Il ritorno dei Warriors, serie sul 3-1: King LBJ a un passo dalla quinta finale perduta

Si erano semplicemente presi una pausa. Sì, in gara-3 delle Nba Finals 2016 i Golden State Warriors si erano semplicemente presi una pausa, perché erano stati troppo molli per essere veri, su entrambi i lati del campo. Soltanto così, i Cleveland Cavaliers avevano potuto dimezzare lo svantaggio nella serie, perché a parità di energia, intensità e concentrazione i campioni in carica sono troppo più squadra rispetto a LeBron James e compagni: più profondi, innanzitutto; e poi, comunque, dotati di un maggior talento diffuso, esaltato da un sistema di gioco fatto apposta, invece, per destabilizzare le certezze degli avversari.

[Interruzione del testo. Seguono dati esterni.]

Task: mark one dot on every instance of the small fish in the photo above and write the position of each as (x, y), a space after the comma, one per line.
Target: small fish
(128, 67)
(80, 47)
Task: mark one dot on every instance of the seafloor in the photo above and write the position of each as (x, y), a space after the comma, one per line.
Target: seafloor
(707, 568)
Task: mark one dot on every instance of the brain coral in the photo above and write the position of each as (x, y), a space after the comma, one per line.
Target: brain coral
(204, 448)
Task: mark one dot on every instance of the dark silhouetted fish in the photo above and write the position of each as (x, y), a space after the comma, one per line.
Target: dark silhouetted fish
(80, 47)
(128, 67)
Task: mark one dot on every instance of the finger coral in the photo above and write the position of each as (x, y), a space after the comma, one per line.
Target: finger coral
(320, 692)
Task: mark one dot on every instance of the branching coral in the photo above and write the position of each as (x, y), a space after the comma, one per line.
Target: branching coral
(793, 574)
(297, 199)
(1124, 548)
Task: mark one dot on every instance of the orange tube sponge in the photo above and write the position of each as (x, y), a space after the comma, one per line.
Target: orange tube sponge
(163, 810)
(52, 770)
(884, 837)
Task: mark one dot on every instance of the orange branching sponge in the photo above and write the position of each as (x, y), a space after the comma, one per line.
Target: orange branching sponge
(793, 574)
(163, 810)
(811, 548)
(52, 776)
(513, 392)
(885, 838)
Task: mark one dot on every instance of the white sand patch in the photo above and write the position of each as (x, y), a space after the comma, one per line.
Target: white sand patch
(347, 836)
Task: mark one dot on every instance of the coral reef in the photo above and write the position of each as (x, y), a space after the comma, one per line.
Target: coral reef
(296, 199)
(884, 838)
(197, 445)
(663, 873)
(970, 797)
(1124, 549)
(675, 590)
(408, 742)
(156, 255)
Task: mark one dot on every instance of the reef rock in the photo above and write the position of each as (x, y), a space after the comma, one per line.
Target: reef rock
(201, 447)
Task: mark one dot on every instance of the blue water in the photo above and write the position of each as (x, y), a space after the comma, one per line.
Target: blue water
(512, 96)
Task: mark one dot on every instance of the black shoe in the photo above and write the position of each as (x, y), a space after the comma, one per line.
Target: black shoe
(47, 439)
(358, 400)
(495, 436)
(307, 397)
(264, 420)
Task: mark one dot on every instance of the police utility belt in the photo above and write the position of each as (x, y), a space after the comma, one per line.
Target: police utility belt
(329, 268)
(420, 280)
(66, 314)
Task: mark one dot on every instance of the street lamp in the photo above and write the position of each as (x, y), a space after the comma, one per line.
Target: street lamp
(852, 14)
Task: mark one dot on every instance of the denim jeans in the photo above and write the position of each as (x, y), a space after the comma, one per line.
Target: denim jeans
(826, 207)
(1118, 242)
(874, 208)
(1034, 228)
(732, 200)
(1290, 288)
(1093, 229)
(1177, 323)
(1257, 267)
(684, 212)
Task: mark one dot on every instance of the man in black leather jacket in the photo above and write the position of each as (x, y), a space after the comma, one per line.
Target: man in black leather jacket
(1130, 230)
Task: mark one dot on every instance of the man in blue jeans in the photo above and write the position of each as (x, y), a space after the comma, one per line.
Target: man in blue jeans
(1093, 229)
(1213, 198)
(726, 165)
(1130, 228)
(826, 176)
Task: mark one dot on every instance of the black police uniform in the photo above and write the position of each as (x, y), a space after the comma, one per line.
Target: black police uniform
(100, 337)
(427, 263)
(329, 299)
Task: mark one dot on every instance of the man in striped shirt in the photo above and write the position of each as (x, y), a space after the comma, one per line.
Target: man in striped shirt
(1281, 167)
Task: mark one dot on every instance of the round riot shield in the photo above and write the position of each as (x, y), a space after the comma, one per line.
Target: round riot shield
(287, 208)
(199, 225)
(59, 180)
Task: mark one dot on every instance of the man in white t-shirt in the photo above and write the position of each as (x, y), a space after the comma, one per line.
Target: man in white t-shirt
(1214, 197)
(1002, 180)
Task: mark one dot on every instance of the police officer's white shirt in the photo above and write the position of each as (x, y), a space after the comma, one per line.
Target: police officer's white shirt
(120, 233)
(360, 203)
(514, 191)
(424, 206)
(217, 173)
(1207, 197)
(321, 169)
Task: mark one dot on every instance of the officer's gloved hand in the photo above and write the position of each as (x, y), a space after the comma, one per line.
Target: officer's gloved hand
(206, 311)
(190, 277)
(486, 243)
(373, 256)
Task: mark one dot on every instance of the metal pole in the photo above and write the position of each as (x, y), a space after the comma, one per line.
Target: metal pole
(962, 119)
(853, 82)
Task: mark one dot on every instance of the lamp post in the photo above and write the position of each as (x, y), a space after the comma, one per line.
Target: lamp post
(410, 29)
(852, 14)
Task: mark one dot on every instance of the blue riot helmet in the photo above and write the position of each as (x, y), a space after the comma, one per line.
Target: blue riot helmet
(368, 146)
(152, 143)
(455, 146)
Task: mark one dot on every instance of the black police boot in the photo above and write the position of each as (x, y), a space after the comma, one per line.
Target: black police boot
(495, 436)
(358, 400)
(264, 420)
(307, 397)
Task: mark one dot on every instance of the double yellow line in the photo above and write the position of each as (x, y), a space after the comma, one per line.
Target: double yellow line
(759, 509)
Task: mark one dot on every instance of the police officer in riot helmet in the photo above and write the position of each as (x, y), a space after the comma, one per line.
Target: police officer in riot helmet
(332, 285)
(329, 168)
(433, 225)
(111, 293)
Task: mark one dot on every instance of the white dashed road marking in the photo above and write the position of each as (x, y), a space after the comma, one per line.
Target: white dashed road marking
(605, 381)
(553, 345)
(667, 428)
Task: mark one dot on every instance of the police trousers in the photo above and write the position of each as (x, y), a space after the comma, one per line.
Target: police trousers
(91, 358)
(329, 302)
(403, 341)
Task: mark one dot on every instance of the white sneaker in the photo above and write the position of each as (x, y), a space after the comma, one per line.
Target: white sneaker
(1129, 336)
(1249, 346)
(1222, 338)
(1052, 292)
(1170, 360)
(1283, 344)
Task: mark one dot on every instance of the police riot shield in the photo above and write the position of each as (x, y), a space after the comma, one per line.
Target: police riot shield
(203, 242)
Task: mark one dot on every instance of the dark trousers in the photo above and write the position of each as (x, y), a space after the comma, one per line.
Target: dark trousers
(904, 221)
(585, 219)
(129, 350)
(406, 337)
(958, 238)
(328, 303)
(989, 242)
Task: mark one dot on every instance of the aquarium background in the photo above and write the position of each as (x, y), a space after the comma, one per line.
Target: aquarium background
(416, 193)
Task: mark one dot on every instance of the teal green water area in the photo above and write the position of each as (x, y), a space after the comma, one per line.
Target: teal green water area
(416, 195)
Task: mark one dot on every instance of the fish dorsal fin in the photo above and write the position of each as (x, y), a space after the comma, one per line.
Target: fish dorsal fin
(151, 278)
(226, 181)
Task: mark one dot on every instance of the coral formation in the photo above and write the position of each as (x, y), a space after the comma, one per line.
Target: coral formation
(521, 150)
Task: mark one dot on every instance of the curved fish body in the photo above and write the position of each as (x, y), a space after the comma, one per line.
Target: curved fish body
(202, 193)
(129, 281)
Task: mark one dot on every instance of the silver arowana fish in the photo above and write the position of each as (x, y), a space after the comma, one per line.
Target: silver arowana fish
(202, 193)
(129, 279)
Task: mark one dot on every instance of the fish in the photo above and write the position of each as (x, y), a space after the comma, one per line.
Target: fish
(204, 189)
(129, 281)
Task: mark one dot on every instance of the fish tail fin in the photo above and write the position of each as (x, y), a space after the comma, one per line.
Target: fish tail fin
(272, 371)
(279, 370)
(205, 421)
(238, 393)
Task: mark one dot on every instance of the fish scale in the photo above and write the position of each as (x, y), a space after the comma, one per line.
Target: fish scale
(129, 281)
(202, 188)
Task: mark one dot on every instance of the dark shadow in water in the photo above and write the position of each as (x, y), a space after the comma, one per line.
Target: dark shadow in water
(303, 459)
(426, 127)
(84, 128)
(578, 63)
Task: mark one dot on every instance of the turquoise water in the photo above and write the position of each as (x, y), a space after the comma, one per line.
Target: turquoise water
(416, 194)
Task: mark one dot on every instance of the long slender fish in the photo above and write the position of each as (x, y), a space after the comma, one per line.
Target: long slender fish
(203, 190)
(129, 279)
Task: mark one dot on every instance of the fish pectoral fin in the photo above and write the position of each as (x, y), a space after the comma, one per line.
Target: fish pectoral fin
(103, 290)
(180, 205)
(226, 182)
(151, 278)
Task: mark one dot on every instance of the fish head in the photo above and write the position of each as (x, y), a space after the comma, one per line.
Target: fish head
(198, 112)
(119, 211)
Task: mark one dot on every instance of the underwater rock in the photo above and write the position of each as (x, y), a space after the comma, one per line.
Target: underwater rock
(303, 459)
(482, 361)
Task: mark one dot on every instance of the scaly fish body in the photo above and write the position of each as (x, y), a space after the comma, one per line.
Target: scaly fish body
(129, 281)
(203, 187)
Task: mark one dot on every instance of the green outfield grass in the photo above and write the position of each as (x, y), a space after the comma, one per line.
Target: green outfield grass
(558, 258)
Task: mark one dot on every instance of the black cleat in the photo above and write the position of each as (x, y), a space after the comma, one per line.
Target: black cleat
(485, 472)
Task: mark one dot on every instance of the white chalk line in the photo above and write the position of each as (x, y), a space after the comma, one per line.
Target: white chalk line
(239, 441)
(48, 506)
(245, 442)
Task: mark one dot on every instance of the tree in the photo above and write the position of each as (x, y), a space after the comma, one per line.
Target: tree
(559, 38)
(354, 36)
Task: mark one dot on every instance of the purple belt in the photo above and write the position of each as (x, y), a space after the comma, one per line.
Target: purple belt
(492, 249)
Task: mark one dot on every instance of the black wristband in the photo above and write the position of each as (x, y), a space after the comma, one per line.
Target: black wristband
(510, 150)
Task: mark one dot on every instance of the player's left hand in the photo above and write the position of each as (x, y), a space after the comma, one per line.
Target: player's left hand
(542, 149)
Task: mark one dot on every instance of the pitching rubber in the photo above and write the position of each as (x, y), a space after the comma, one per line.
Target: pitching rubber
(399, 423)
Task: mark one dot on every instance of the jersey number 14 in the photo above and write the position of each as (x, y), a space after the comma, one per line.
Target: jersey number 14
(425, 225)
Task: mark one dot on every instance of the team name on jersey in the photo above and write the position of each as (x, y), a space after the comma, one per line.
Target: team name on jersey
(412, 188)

Gara-4 di stanotte, dunque, ha rimesso le cose al loro posto, con i Warriors capaci di espugnare la Quicken Loans Arena con una certa sicurezza (108-97 il punteggio finale), allungare sul 3-1 nella serie e far partire l’organizzazione della festa per il titolo che, presumibilmente, potrebbe arrivare già al termine della prossima gara-5, sul parquet casalingo di Oakland. La buona notizia per Steve Kerr e il suo staff è che stanotte hanno firmato “presente” anche le due stelle della squadra, gli “splash brothers” Stephen Curry e Klay Thompson, autori rispettivamente di 38 (con 7 su 13 da tre) e 25 punti, ma soprattutto coinvolti e convinti come mai nelle precedenti tre gare di finale. Accanto a loro, però, sono stati decisivi il solito monumentale Andre Iguodala (una specie di computer, in attacco ma soprattutto in difesa), un Harrison Barnes da 14 punti, il consueto “termometro emotivo” Draymond Green (12 rimbalzi), il sempre utilissimo Shaun Livingston e persino protagonisti inattesi pescati da Kerr dal fondo della panchina, come per esempio l’inedito a questi livelli James McAdoo e, ancora di più, il “fighter” brasiliano Anderson Varejao, autore di tre giocate “sporchissime” a rimbalzo offensivo decisive nella seconda metà dell’ultimo quarto.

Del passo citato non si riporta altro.